Telle est la question centrale posée, de manière sous-jacente certes, dans le roman d’Etienne TARRIDE qui prend naissance dans la petite ville imaginaire de FLORAVILLE-EN-CAUX – gros village de 4000 habitants l’hiver et de 6000 en été – située près de Dieppe sur la Côte d’Albâtre normande. Mais, surgit comme question annexe, une interrogation inévitable sur le rôle des acteurs dans une telle transformation. Quel est le poids respectif des habitants des villes et des politiques, que ces derniers s’expriment au niveau local (maire, député du coin) ou central comme autorités de tutelle (Préfet) ou, aujourd’hui, dans le cadre de l’aménagement du territoire (Ministre) ?

Ci-dessous, carte du Pays de CAU

             sur la Côte d’Albâtre

En effet, dans ce roman, la question centrale qui divise les habitants de la ville de FLORAVILLE-EN-CAUX, est l’annonce d’un grand projet de centre commercial : grands magasins « TARMAC », avec leur enseigne rouge lumineuse perchée sur un immeuble de quinze étages devant être construit au centre de SUPER-FLORAVILLE, le nouveau quartier administratif et commercial juché sur les hauteurs de la ville faisant face à la montée de la falaise surplombant la mer. Dans les trois ans qui suivraient devrait s’élever un hôtel sous la forme d’un gratte-ciel de douze étages au pied duquel deux restaurants devraient voir le jour. Le premier, le plus grand, serait un restaurant à bon marché ; le second, de taille réduite, serait un restaurant gastronomique. En sous-sol, une piscine chauffée remplacerait avantageusement la mer, surtout les jours où elle est démontée. Diverses petites boutiques (tailleurs, bottiers, alimentation, vente de souvenirs, librairies, magasins de luxe) et des succursales de banques nationales seraient ouvertes dans de petits immeubles adjacents. Côté social, vingt immeubles de six étages à loyer modéré, une garderie d’enfants et un dispensaire devaient être disposés en résidence d’habitat dans laquelle l’installation de deux médecins généralistes pouvant assurer les urgences était prévue par les pouvoirs publics préfectoraux. Un autre immeuble de quatre étages devrait être consacré à une maison administrative rassemblant les difficultés rencontrées par les habitants avec l’Administration, et notamment le Fisc et la Sécurité sociale.

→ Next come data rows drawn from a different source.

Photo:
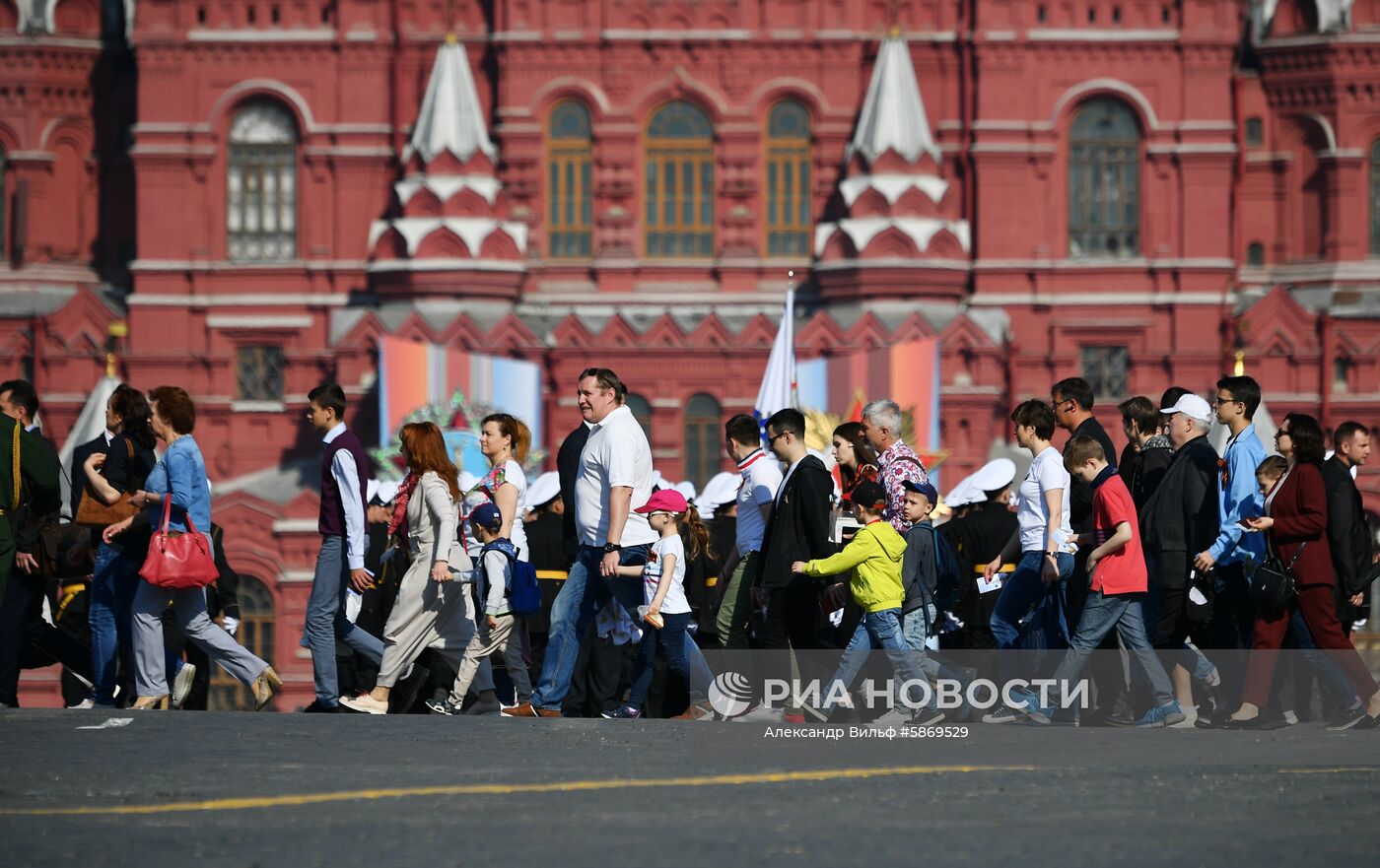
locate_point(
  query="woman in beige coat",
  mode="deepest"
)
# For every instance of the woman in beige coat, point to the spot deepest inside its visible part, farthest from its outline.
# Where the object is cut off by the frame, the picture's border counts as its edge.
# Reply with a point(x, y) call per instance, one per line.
point(431, 610)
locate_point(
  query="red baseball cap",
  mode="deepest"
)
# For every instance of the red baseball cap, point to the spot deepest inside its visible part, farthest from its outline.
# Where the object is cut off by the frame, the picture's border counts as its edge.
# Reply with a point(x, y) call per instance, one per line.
point(665, 500)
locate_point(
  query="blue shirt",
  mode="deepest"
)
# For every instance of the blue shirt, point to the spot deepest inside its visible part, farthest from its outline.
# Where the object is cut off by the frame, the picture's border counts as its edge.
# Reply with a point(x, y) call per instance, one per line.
point(1238, 497)
point(181, 472)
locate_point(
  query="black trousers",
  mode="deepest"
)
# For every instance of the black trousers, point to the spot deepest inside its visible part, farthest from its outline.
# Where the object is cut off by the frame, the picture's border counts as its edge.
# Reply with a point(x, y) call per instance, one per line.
point(27, 639)
point(791, 621)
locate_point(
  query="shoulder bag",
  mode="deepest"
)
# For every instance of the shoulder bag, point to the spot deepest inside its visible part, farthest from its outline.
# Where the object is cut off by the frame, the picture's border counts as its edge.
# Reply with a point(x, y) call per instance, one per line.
point(175, 559)
point(92, 510)
point(1274, 585)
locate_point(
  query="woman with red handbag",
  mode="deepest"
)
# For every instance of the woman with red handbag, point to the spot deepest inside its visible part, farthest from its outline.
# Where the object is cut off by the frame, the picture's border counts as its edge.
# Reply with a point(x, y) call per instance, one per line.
point(1296, 519)
point(179, 564)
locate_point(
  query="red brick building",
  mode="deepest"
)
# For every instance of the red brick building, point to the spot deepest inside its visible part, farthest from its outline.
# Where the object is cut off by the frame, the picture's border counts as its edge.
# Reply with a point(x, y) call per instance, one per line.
point(1135, 190)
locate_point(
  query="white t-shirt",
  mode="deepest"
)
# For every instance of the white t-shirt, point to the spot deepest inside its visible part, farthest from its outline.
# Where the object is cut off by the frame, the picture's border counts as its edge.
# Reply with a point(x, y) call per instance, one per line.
point(761, 481)
point(675, 602)
point(1046, 474)
point(616, 454)
point(514, 475)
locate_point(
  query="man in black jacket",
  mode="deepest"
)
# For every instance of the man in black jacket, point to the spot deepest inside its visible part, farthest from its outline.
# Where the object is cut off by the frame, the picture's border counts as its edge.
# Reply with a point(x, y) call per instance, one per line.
point(1072, 405)
point(1347, 531)
point(797, 530)
point(1182, 517)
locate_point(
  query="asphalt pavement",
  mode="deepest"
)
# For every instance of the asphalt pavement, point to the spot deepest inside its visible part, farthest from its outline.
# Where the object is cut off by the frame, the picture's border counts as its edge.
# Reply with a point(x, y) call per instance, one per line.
point(209, 789)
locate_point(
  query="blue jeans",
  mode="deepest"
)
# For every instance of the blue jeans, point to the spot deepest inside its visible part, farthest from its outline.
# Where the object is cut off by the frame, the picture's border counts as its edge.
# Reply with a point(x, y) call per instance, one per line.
point(326, 621)
point(582, 596)
point(1124, 613)
point(878, 630)
point(672, 640)
point(113, 581)
point(1335, 685)
point(1025, 589)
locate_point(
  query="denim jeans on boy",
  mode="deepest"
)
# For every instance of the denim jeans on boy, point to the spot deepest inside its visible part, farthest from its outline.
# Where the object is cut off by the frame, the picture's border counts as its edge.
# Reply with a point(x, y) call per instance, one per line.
point(1336, 689)
point(1101, 614)
point(672, 640)
point(113, 581)
point(326, 621)
point(582, 596)
point(878, 630)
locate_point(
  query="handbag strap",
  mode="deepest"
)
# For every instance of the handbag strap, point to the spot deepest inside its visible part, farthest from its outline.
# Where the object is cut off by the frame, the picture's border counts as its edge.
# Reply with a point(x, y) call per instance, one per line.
point(14, 469)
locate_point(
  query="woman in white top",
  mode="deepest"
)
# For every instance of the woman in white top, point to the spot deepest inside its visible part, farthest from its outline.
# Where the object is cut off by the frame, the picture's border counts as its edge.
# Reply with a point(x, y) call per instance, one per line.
point(504, 440)
point(1044, 538)
point(431, 609)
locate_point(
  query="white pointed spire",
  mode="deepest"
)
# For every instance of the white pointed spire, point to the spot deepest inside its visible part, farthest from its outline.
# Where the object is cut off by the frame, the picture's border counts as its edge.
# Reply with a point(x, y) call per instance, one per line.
point(451, 117)
point(893, 113)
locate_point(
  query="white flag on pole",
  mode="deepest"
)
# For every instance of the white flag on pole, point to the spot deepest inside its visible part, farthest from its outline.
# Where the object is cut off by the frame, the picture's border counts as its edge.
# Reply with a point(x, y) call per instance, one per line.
point(779, 384)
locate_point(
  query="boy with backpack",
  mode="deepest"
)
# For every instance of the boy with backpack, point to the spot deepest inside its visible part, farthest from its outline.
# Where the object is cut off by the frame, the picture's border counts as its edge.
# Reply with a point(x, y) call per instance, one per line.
point(872, 562)
point(1117, 568)
point(501, 582)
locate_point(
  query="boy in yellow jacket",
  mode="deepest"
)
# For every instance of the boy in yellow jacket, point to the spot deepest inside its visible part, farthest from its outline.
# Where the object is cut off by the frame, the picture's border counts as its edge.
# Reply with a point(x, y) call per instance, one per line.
point(875, 558)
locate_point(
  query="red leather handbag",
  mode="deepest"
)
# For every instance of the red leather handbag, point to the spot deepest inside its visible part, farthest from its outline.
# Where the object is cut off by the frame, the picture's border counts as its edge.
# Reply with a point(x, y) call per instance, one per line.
point(175, 559)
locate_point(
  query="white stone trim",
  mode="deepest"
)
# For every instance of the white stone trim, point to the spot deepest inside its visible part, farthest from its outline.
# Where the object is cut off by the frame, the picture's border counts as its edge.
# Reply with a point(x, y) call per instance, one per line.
point(1110, 299)
point(257, 406)
point(265, 34)
point(232, 320)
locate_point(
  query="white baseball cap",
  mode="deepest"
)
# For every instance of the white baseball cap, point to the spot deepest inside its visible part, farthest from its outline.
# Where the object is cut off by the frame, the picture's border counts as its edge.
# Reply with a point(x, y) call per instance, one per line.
point(1194, 407)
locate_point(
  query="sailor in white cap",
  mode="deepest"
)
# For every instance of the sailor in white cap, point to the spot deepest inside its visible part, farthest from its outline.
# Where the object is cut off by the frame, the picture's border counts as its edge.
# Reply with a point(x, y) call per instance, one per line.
point(977, 537)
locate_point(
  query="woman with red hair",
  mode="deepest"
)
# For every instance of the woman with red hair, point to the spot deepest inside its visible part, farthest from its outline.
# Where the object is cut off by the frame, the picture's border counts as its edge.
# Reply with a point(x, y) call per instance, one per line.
point(430, 612)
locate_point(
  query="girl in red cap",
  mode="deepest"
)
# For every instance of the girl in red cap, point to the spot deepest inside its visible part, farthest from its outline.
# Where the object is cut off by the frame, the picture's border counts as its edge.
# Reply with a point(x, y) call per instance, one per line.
point(666, 613)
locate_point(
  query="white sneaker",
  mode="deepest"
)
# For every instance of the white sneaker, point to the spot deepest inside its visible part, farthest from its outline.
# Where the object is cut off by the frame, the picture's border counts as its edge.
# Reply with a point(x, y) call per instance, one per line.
point(1190, 719)
point(365, 704)
point(182, 684)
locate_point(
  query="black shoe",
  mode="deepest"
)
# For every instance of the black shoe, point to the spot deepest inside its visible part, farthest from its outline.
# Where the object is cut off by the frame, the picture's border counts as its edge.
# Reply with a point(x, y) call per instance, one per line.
point(1249, 723)
point(1347, 719)
point(486, 704)
point(1121, 716)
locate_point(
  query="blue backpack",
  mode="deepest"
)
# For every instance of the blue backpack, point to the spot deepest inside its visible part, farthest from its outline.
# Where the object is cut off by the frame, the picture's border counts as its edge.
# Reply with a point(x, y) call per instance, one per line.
point(523, 591)
point(944, 593)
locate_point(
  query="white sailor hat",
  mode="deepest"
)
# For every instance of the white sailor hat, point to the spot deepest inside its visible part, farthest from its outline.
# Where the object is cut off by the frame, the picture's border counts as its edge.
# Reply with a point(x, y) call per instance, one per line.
point(542, 489)
point(994, 475)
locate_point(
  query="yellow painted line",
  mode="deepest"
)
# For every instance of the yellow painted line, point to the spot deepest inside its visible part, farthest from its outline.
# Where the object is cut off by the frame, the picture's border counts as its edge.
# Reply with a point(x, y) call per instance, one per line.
point(504, 789)
point(1338, 770)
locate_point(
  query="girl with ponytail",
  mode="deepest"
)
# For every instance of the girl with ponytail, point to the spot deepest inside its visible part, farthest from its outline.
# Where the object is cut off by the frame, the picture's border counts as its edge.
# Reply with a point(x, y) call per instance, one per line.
point(666, 612)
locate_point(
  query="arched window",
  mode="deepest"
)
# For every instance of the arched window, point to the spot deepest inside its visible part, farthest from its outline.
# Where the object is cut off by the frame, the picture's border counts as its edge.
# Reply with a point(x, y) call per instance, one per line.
point(261, 183)
point(1375, 199)
point(1104, 181)
point(789, 202)
point(679, 182)
point(255, 634)
point(641, 412)
point(703, 439)
point(569, 181)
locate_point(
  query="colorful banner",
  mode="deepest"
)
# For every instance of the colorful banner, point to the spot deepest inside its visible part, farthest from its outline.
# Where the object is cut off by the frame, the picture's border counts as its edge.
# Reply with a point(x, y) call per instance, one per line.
point(906, 372)
point(413, 374)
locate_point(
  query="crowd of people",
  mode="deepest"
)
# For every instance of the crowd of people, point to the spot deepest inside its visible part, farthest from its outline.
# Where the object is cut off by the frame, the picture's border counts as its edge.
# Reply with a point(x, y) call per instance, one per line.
point(1196, 566)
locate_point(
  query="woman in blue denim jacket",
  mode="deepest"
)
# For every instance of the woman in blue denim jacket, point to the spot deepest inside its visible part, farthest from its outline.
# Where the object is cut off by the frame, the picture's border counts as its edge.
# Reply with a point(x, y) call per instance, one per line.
point(181, 475)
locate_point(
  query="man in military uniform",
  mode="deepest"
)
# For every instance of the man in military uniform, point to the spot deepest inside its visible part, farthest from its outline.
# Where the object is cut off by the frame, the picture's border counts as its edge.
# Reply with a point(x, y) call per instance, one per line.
point(25, 478)
point(977, 538)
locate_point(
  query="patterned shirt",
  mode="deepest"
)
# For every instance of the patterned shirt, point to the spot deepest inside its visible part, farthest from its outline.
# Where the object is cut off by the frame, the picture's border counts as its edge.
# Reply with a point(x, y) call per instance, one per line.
point(899, 464)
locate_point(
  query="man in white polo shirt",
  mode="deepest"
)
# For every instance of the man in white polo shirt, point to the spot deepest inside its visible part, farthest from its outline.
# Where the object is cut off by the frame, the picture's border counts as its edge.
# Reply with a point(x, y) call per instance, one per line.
point(611, 481)
point(761, 479)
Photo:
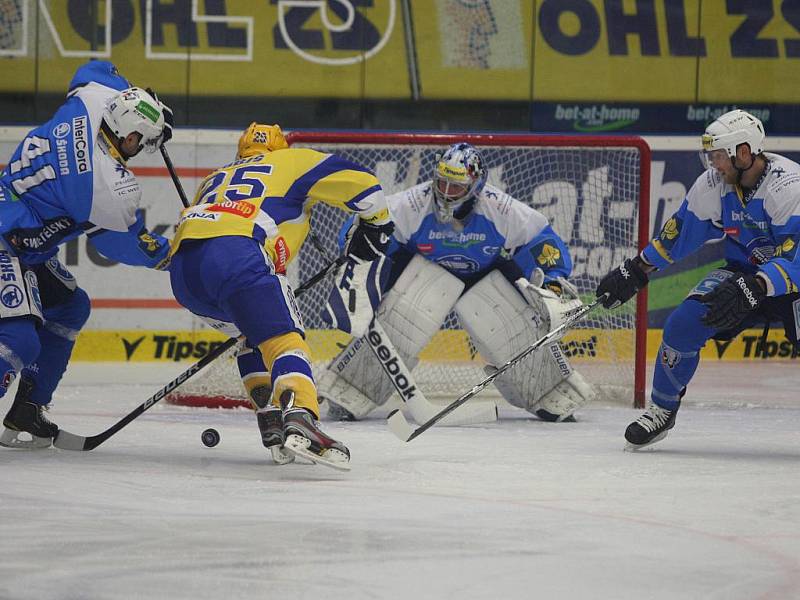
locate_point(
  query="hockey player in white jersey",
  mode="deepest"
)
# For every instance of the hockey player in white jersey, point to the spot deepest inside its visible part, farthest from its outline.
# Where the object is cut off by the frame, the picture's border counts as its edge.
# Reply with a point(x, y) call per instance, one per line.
point(750, 199)
point(68, 177)
point(463, 245)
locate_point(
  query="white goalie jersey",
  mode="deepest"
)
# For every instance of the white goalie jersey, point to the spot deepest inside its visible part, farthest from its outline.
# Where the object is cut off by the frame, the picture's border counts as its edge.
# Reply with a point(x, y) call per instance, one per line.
point(434, 262)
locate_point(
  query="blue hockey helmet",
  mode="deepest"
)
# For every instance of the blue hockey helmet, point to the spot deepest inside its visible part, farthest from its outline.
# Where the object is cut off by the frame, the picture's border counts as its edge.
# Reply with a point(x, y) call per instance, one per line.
point(458, 180)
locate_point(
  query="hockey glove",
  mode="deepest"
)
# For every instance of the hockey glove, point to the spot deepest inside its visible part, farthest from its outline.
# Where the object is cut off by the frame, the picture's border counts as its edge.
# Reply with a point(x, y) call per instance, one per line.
point(367, 242)
point(732, 300)
point(622, 283)
point(169, 119)
point(355, 295)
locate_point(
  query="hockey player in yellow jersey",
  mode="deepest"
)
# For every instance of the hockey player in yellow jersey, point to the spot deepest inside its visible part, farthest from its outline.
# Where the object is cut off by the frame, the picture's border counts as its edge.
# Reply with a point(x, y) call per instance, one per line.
point(248, 220)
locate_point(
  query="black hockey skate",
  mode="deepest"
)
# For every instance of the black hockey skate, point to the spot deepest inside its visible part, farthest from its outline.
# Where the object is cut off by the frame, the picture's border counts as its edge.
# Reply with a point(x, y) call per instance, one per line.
point(270, 424)
point(26, 416)
point(651, 427)
point(305, 439)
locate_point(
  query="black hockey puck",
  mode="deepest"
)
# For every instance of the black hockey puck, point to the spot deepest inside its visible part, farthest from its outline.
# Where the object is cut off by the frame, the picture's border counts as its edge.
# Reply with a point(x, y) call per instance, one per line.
point(210, 437)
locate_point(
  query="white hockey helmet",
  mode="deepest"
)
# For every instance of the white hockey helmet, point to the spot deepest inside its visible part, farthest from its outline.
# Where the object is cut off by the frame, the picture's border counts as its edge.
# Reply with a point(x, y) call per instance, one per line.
point(458, 180)
point(724, 135)
point(134, 110)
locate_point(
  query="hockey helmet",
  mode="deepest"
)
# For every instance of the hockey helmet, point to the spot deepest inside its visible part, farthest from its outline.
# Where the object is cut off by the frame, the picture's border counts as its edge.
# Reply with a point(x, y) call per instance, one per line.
point(722, 137)
point(134, 110)
point(260, 139)
point(458, 180)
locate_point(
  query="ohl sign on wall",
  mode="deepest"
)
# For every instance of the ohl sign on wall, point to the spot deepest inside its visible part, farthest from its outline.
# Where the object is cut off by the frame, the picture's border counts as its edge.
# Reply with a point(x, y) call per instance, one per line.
point(548, 50)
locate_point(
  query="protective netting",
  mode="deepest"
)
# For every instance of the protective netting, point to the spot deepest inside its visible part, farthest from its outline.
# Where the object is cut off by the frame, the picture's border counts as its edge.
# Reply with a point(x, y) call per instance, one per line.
point(11, 24)
point(591, 195)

Les diverses autorités publiques locales et nationale se sont concertées pour la construction d’un théâtre réservé aux élèves du conservatoire régional ainsi qu’aux troupes nationales ; l’ouverture de nouvelles lignes de transport, par car, pour assurer la desserte des villes environnantes englobant les villes normandes de Rouen et du Havre, mais aussi, bien au-delà, de Paris, Reims, Amiens et Lille.

Le thème socio politique du roman tourne donc autour de la modernisation d’une ville par le biais de projets architecturaux visant à lui donner un autre rythme, plus moderne, une autre âme, ce qui mobilise les partisans favorables au projet qui y voient un salutaire renouveau pour leur ville, mais dérange et en inquiète d’autres, notamment tous ceux qui sont attachés à leur ville telle qu’elle est, et qui voient dans le projet urbain une dénaturation de leur cadre de vie au profit de promoteurs immobiliers avides de gains, peu scrupuleux ni encore moins respectueux des équilibres socio urbains.

Parmi les personnages, Albert CONQUÉRANT, ex journaliste et exilé parisien, et son épouse Corinne, qui fut, à Paris, médecin des pauvres ; leur fils GASPARD (Conquérant), étudiant ; Adrien CLAPPIER, ami d’Albert et maire de FLORAVILLE et promoteur du projet de restructuration de la ville ;  FERNAND, l’incontournable patron du Bistrot du Parc, flanqué  de ses deux  employés, GUILLAUMETTE et VALENTIN ; John SÉVÈRE, le menuisier de FLORAVILLE dont l’atelier est à Dieppe et qui, accessoirement, loue sa chambre d’hôte depuis que sa femme l’a quitté…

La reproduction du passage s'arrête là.